Dash & Lily will make you feel welcome during Christmas


I may be biased to say this once I love everything David Levithan creates, but Dash & Lily is the Christmas show we needed to feel welcome during the holiday time, especially if you are an odd one out. But not everything is in the right place.


It’s difficult to relate to that Christmas atmosphere when you live in Brazil, but even though the show presents us with a love story that warms our hearts. No matter where you come from, the story makes you believe. Those bells and lights and coats take us to another reality as this genre is supposed to do, so well done! You will find yourself wanting to grab a hot chocolate and watch every episode under a duvet.


The plot, based on the book written by Levithan and Rachel Cohn, consists of two teenagers who play a game with a book of dares. Basically, Lily leaves a notebook in a bookstore with a dare to someone who doesn’t have great plans for that Christmas, and Dash finds it and accepts the challenge.
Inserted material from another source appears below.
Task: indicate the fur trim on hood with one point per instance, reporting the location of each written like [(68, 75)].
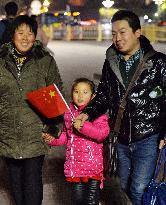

They make dares to each other without ever knowing who is their correspondent as they also fall in love.


Dash hates Christmas and Lily has it as the best time of the year. And those two characteristics show a lot about who they are. Dash is a people’s person but lacks personality (and a bit boring also). He is supposed to be like that in opposition to Lily, who is vivid and colorful. She makes her clothes and does whatever she wants. Usually, this could describe someone strong and confident. Not the case. She is authentic but carries a lot of traumas on her shoulders.


The story of these two characters is well developed. The writers know when to stop to give attention to the book of dares and focus on the characters’ building. You want them to be together by the end and this is the most important feeling a romance needs to have. And you can’t stop watching it.


A good thing that the show points out is questioning this fairy tale (it even has an episode called Cinderella). To love someone is necessary to know the person, so they discuss the conception of loving someone you have never met.


However, the only two characters that you care about are Dash and Lily. The others don’t have enough time on screen, appearing as just archetypes without any depth. They have potential, like Langston, Lily’s brother. He is gay and starts a relationship. He has a plot for himself, but he appears so little that once he has a problem, it seems that he is just being a drama queen. The other characters seem to be there to support the main plot and nothing else.


Does it ruin the overall experience of watching it? Not at all. As I said, this is the kind of show that will hold you in a delicious romance. Also, you find the characters with traumas it’s easy to relate. They face bullying incidents in childhood that destroy their confidence, family issues that seem impossible, and so on.


The best thing about the show is Lily. She is kind, sweet, and weird. Even so, I truly understand the ones who will relate more with Dash. Overall, the show is better than most Christmas shows I have seen so far. It fulfills its function of making us feel good during the holidays.